Dmitry An

Personal information
- Full name: Dmitry Ivanovich An
- Date of birth: 2 May 1939 (age 85)
- Place of birth: Uzbek Soviet Socialist Republic
- Date of death: 20 May 2018 (aged 79)
- Place of death: Uzbekistan
- Position(s): forward

Senior career*
- Years: Team / Apps / (Gls)
- 1962–1963: Pakhtakor / 2 / (0)
- 1964–1969: Dustlik / 183 / (32)

= Dmitry An =

Uzbekistani footballer)

Dmitry Ivanovich An (Дмитрий Ан; 2 May 1939 – 20 May 2018) was an Uzbekistani footballer.

==Life and career==

An was born on 2 May 1939 in the Uzbek Soviet Socialist Republic. He grew up in the Tashkent Region, Uzbekistan. As a youth player, An joined the youth academy of Uzbekistani side Pakhtakor. He became the first ethnic Korean player to graduate from their youth academy. He started his senior career with Uzbekistani side Pakhtakor. He became the first ethnic Korean player to play in the Soviet top flight. In 1964, he signed for Uzbekistani side Dustlik before retiring from professional football.

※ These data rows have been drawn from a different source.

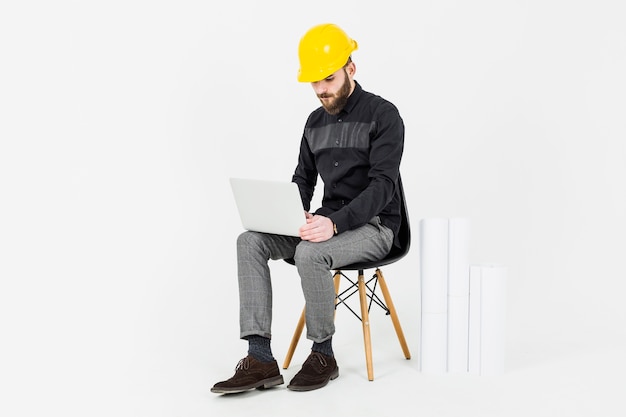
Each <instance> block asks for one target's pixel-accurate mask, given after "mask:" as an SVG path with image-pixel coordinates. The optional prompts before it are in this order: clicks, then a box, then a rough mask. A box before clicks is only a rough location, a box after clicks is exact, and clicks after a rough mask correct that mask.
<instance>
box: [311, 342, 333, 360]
mask: <svg viewBox="0 0 626 417" xmlns="http://www.w3.org/2000/svg"><path fill="white" fill-rule="evenodd" d="M311 350H312V351H313V352H319V353H323V354H324V355H326V356H335V354H334V353H333V339H332V338H330V339H328V340H324V341H323V342H322V343H317V342H313V347H312V348H311Z"/></svg>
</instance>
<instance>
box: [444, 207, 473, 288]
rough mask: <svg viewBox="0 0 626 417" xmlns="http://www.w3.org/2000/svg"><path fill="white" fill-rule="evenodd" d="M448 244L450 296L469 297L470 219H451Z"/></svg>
mask: <svg viewBox="0 0 626 417" xmlns="http://www.w3.org/2000/svg"><path fill="white" fill-rule="evenodd" d="M448 242H449V243H448V295H452V296H455V297H456V296H464V297H468V296H469V265H470V261H469V257H470V256H469V247H470V222H469V219H466V218H452V219H449V226H448Z"/></svg>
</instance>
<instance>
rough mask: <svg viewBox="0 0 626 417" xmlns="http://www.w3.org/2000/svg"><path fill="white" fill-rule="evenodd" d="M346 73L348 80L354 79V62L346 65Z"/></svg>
mask: <svg viewBox="0 0 626 417" xmlns="http://www.w3.org/2000/svg"><path fill="white" fill-rule="evenodd" d="M346 72H347V73H348V76H350V78H352V77H354V74H355V73H356V65H355V64H354V62H350V63H349V64H348V65H346Z"/></svg>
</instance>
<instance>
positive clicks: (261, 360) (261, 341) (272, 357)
mask: <svg viewBox="0 0 626 417" xmlns="http://www.w3.org/2000/svg"><path fill="white" fill-rule="evenodd" d="M246 339H248V354H249V355H251V356H252V357H253V358H254V359H256V360H258V361H261V362H272V361H273V360H274V355H272V349H271V347H270V339H269V338H267V337H263V336H259V335H251V336H248V337H247V338H246Z"/></svg>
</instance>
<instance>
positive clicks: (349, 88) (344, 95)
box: [317, 68, 350, 116]
mask: <svg viewBox="0 0 626 417" xmlns="http://www.w3.org/2000/svg"><path fill="white" fill-rule="evenodd" d="M343 74H344V76H345V78H344V80H343V84H342V85H341V87H340V88H339V91H337V93H335V94H319V95H318V96H317V98H319V99H320V102H321V103H322V107H324V109H325V110H326V112H327V113H328V114H331V115H333V116H334V115H336V114H339V112H340V111H341V110H343V108H344V107H345V106H346V103H347V102H348V96H349V95H350V79H349V78H348V73H347V72H346V70H345V68H344V70H343ZM323 98H330V99H331V100H330V101H324V100H322V99H323Z"/></svg>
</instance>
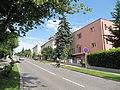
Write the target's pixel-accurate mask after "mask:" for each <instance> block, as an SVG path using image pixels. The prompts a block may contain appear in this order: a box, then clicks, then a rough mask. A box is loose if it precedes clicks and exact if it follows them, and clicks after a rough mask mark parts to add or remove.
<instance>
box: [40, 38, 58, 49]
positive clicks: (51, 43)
mask: <svg viewBox="0 0 120 90" xmlns="http://www.w3.org/2000/svg"><path fill="white" fill-rule="evenodd" d="M55 41H56V40H55V36H53V37H50V38H49V41H47V42H46V43H45V44H43V45H42V46H41V51H42V50H43V48H45V47H48V46H50V47H52V48H53V49H54V48H56V45H55Z"/></svg>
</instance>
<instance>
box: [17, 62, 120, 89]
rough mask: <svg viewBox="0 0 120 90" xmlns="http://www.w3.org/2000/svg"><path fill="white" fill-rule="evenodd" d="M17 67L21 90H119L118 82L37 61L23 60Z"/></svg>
mask: <svg viewBox="0 0 120 90" xmlns="http://www.w3.org/2000/svg"><path fill="white" fill-rule="evenodd" d="M18 66H19V69H20V73H21V75H22V78H23V90H120V82H117V81H113V80H108V79H103V78H99V77H95V76H91V75H87V74H83V73H79V72H75V71H71V70H68V69H63V68H55V67H54V66H52V65H50V64H44V63H41V62H39V61H33V60H24V61H21V63H20V64H19V65H18Z"/></svg>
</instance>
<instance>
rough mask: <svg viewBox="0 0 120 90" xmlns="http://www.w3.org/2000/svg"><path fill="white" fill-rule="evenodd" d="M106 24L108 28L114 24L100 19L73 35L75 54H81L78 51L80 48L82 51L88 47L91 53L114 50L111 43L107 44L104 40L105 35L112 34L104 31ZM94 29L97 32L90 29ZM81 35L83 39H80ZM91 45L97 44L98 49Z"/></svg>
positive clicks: (90, 24)
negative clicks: (92, 44)
mask: <svg viewBox="0 0 120 90" xmlns="http://www.w3.org/2000/svg"><path fill="white" fill-rule="evenodd" d="M104 24H106V25H107V26H110V25H112V24H113V23H112V22H110V21H108V20H104V19H98V20H96V21H94V22H93V23H91V24H89V25H87V26H85V27H83V28H81V29H79V30H78V31H76V32H74V34H73V36H74V40H73V44H72V49H73V54H75V53H80V52H79V51H78V50H79V49H78V47H79V46H81V47H82V49H83V48H85V47H87V48H88V49H89V52H94V51H100V50H105V49H109V48H112V46H111V45H110V42H109V43H108V44H107V43H106V41H105V39H104V34H109V33H110V32H109V31H108V30H104V29H105V26H104ZM93 27H94V29H95V30H94V31H91V29H90V28H93ZM80 33H81V35H82V37H81V38H80V39H78V37H77V34H80ZM91 43H95V44H96V47H92V45H91ZM74 50H75V51H74Z"/></svg>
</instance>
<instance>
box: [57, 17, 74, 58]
mask: <svg viewBox="0 0 120 90" xmlns="http://www.w3.org/2000/svg"><path fill="white" fill-rule="evenodd" d="M60 20H61V22H60V23H59V27H58V32H57V33H56V46H57V47H56V56H57V57H58V58H59V59H64V60H65V59H67V57H68V53H69V48H70V44H71V42H72V40H73V39H72V32H71V31H70V29H71V27H70V23H69V22H67V20H66V17H65V16H64V15H63V17H62V18H60Z"/></svg>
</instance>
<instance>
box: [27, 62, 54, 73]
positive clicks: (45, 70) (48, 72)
mask: <svg viewBox="0 0 120 90" xmlns="http://www.w3.org/2000/svg"><path fill="white" fill-rule="evenodd" d="M27 62H28V61H27ZM28 63H30V64H32V65H34V66H36V67H38V68H40V69H42V70H44V71H46V72H48V73H50V74H52V75H56V74H55V73H53V72H50V71H48V70H46V69H44V68H42V67H40V66H38V65H36V64H33V63H31V62H28Z"/></svg>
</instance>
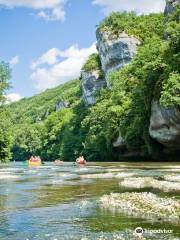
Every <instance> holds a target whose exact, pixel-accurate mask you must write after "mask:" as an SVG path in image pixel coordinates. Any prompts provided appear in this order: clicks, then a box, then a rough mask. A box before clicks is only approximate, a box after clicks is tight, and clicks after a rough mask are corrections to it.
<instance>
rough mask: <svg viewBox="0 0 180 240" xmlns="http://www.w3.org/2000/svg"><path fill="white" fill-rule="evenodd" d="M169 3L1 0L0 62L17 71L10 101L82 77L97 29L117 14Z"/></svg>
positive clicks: (146, 8)
mask: <svg viewBox="0 0 180 240" xmlns="http://www.w3.org/2000/svg"><path fill="white" fill-rule="evenodd" d="M164 7H165V0H154V3H153V1H152V0H0V61H5V62H8V63H9V65H10V67H11V69H12V77H11V80H10V82H11V88H10V89H9V90H8V91H7V93H6V95H7V98H8V101H17V100H19V99H20V98H22V97H29V96H32V95H34V94H37V93H40V92H42V91H44V90H46V89H48V88H53V87H55V86H58V85H60V84H62V83H65V82H67V81H69V80H72V79H76V78H78V77H79V75H80V70H81V67H82V65H83V64H84V63H85V61H86V60H87V58H88V56H89V55H90V54H92V53H94V52H96V51H97V50H96V36H95V31H96V26H97V24H98V23H99V22H100V21H101V20H102V19H103V18H104V17H105V16H107V15H108V14H110V13H111V12H113V11H136V12H137V13H138V14H142V13H143V14H148V13H151V12H162V11H163V10H164Z"/></svg>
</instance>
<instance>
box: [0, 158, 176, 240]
mask: <svg viewBox="0 0 180 240" xmlns="http://www.w3.org/2000/svg"><path fill="white" fill-rule="evenodd" d="M172 174H173V176H175V177H176V181H178V177H179V178H180V164H178V163H90V164H88V165H87V166H85V167H78V166H75V165H74V164H73V163H64V164H63V165H59V166H55V165H54V164H53V163H45V165H43V166H41V167H36V168H31V169H30V168H28V166H25V165H23V164H22V163H15V164H14V163H11V164H9V165H0V240H66V239H67V240H71V239H72V240H88V239H101V240H102V239H121V240H123V239H140V238H137V236H135V235H134V230H135V229H136V228H137V227H142V228H143V229H146V230H148V231H149V230H153V231H154V230H163V231H164V230H167V232H163V233H162V232H161V233H157V232H155V233H154V232H153V234H152V232H151V234H150V235H147V236H146V237H145V236H144V238H143V239H158V240H159V239H165V240H166V239H180V225H179V223H177V222H176V223H174V222H173V223H172V222H166V221H165V222H164V221H163V222H162V219H158V218H157V219H154V220H153V221H152V219H151V220H150V219H148V218H144V217H143V216H142V217H140V216H132V215H131V214H128V213H126V212H121V211H113V209H112V211H111V208H109V209H104V208H102V207H101V204H100V199H101V197H103V196H104V195H106V194H108V195H109V194H111V193H125V192H128V193H132V192H139V193H142V192H152V193H154V194H156V195H157V196H158V197H161V198H167V197H169V198H174V199H176V200H180V187H179V189H178V184H177V182H176V186H177V189H171V187H170V188H168V189H163V187H162V188H159V189H156V188H154V187H144V188H137V187H135V189H134V187H133V186H132V187H129V186H128V187H126V186H121V184H120V182H121V181H123V180H124V179H125V178H126V180H128V178H130V177H131V176H135V177H141V178H142V177H154V178H156V179H157V178H158V179H161V178H163V177H164V176H167V175H172ZM179 185H180V181H179Z"/></svg>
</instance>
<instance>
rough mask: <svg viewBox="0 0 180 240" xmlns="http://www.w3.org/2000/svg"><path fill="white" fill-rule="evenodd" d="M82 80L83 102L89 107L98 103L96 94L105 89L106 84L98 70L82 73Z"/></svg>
mask: <svg viewBox="0 0 180 240" xmlns="http://www.w3.org/2000/svg"><path fill="white" fill-rule="evenodd" d="M81 78H82V90H83V100H84V102H85V103H86V104H87V105H91V104H94V103H95V102H96V99H95V96H94V95H95V93H96V92H97V91H99V90H100V89H101V88H103V87H105V86H106V82H105V80H104V79H103V78H102V77H101V75H100V74H99V72H98V71H96V70H93V71H90V72H86V71H82V74H81Z"/></svg>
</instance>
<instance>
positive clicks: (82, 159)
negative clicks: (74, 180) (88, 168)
mask: <svg viewBox="0 0 180 240" xmlns="http://www.w3.org/2000/svg"><path fill="white" fill-rule="evenodd" d="M76 163H77V164H78V165H85V164H86V163H87V162H86V160H85V158H84V157H83V156H80V157H78V158H77V159H76Z"/></svg>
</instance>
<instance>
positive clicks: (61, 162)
mask: <svg viewBox="0 0 180 240" xmlns="http://www.w3.org/2000/svg"><path fill="white" fill-rule="evenodd" d="M63 163H64V161H62V160H59V159H56V160H55V161H54V164H55V165H61V164H63Z"/></svg>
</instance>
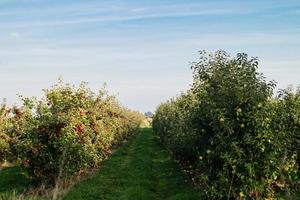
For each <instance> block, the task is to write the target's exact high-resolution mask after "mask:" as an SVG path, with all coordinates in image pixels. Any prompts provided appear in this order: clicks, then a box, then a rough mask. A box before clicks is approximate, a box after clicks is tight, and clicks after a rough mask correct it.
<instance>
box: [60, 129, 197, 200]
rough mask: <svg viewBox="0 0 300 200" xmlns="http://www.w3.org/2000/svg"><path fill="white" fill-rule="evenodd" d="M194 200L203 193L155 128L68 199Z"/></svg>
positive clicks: (119, 149)
mask: <svg viewBox="0 0 300 200" xmlns="http://www.w3.org/2000/svg"><path fill="white" fill-rule="evenodd" d="M76 199H85V200H96V199H97V200H99V199H104V200H114V199H115V200H117V199H118V200H123V199H124V200H125V199H130V200H135V199H137V200H141V199H143V200H147V199H151V200H153V199H168V200H177V199H178V200H193V199H199V193H198V192H197V191H196V190H194V189H193V187H191V186H190V185H188V184H186V182H185V178H184V176H183V174H182V173H181V171H180V169H179V168H178V165H177V164H176V163H175V162H174V160H172V158H171V157H170V155H169V154H168V152H167V151H166V150H165V149H163V148H162V147H161V145H160V144H159V141H158V138H156V137H155V136H154V134H153V132H152V129H149V128H148V129H147V128H145V129H141V131H140V133H139V134H137V135H136V136H135V137H133V138H132V139H131V140H130V141H129V142H128V143H127V144H125V145H124V146H123V147H121V148H120V149H119V150H117V152H116V153H115V154H114V155H112V156H111V157H110V158H109V159H108V160H107V161H105V162H104V163H103V165H102V167H101V168H100V170H99V172H98V173H96V174H95V175H94V176H92V177H91V178H89V179H87V180H86V181H83V182H81V183H79V184H77V185H75V186H74V188H73V189H72V190H71V191H70V192H69V194H68V195H66V196H65V198H64V200H76Z"/></svg>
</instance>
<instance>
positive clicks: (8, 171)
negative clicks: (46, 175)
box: [0, 167, 31, 195]
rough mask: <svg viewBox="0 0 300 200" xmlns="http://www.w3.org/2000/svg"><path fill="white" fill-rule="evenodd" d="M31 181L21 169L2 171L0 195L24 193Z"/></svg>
mask: <svg viewBox="0 0 300 200" xmlns="http://www.w3.org/2000/svg"><path fill="white" fill-rule="evenodd" d="M30 185H31V180H30V179H29V178H28V176H27V175H26V174H25V173H24V172H23V171H22V170H21V169H20V168H19V167H10V168H5V169H2V170H1V171H0V195H2V194H9V193H21V192H24V191H25V190H26V189H27V188H28V187H29V186H30Z"/></svg>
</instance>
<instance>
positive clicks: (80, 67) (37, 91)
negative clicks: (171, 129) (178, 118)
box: [0, 0, 300, 112]
mask: <svg viewBox="0 0 300 200" xmlns="http://www.w3.org/2000/svg"><path fill="white" fill-rule="evenodd" d="M219 49H223V50H225V51H227V52H228V53H230V54H231V55H232V56H234V55H235V54H236V53H239V52H244V53H247V54H248V55H249V56H257V57H258V58H259V60H260V64H259V71H260V72H262V73H264V75H265V76H266V77H267V78H268V80H276V81H277V86H278V88H286V87H287V86H288V85H290V84H292V85H294V86H297V85H298V84H300V1H299V0H251V1H250V0H243V1H240V0H209V1H204V0H185V1H184V0H151V1H148V0H147V1H146V0H117V1H116V0H109V1H104V0H103V1H101V0H64V1H61V0H0V70H1V71H0V99H4V98H5V99H6V101H7V103H8V104H15V103H18V95H17V94H22V95H24V96H37V97H41V96H42V89H45V88H49V87H50V86H51V85H54V84H55V83H57V80H58V78H59V77H60V76H61V77H63V79H64V80H65V82H68V83H71V84H78V83H80V82H81V81H85V82H88V83H89V86H90V87H91V88H92V89H93V90H94V91H97V90H98V89H101V88H102V87H103V84H104V83H106V84H107V88H108V90H109V91H110V93H111V94H115V95H117V97H118V99H119V100H120V102H121V103H122V104H123V105H125V106H127V107H129V108H132V109H135V110H139V111H141V112H146V111H154V110H155V108H156V107H157V106H158V105H159V104H160V103H161V102H163V101H166V100H167V99H169V98H171V97H173V96H175V95H176V94H179V93H180V92H181V91H186V90H187V89H188V88H189V86H190V84H191V83H192V71H191V70H190V63H191V62H193V61H196V60H197V58H198V51H199V50H206V51H208V52H213V51H215V50H219Z"/></svg>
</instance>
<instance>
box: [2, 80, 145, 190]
mask: <svg viewBox="0 0 300 200" xmlns="http://www.w3.org/2000/svg"><path fill="white" fill-rule="evenodd" d="M9 120H10V122H11V125H10V126H9V127H7V128H6V129H5V131H6V135H9V144H10V145H9V146H10V152H11V153H12V155H13V159H14V160H17V162H19V163H20V164H21V165H22V166H23V167H24V168H25V169H26V170H27V171H28V173H29V174H30V175H31V176H32V177H33V178H35V179H36V180H38V181H39V182H41V183H44V184H45V185H48V186H55V185H56V184H57V182H58V181H64V180H67V179H69V178H72V177H75V176H77V175H80V174H82V173H86V172H87V171H88V170H89V169H93V168H96V167H98V166H99V165H100V163H101V162H102V161H103V160H104V159H105V158H106V157H107V156H108V155H109V154H110V153H111V150H112V149H114V148H116V147H117V146H119V145H120V144H121V143H122V142H124V141H126V140H127V139H128V137H129V136H130V135H132V134H134V133H135V131H136V130H137V129H138V127H139V124H140V122H141V120H142V115H141V114H139V113H137V112H133V111H130V110H128V109H126V108H124V107H122V106H121V105H119V103H118V102H117V101H116V100H115V98H114V97H113V96H109V95H108V94H107V93H106V91H105V90H101V91H100V92H99V94H94V93H93V92H92V91H91V90H90V89H88V87H87V86H86V85H85V84H81V85H80V86H79V87H78V88H76V87H74V86H70V85H68V84H67V85H64V84H62V83H60V84H58V85H55V86H54V87H52V88H51V89H49V90H45V97H44V98H43V99H41V100H37V99H35V98H32V99H30V98H23V106H22V107H21V108H14V109H12V110H11V113H10V117H9ZM1 141H3V140H1ZM5 144H6V143H5ZM4 146H5V145H4Z"/></svg>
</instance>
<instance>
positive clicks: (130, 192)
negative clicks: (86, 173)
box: [0, 128, 300, 200]
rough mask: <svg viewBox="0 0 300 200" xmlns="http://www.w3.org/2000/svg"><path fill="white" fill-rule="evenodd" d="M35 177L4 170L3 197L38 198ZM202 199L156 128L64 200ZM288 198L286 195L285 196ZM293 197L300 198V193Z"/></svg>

An mainly operated as a forward. He was known for his heading ability. He was described as "considered the best scorer of high balls in the All-Union Championship".

He obtained a USSR Master of Sport certification. He died on 20 May 2018 in Uzbekistan. An was of Korean descent. He was the brother of Soviet Union international Mikhail An.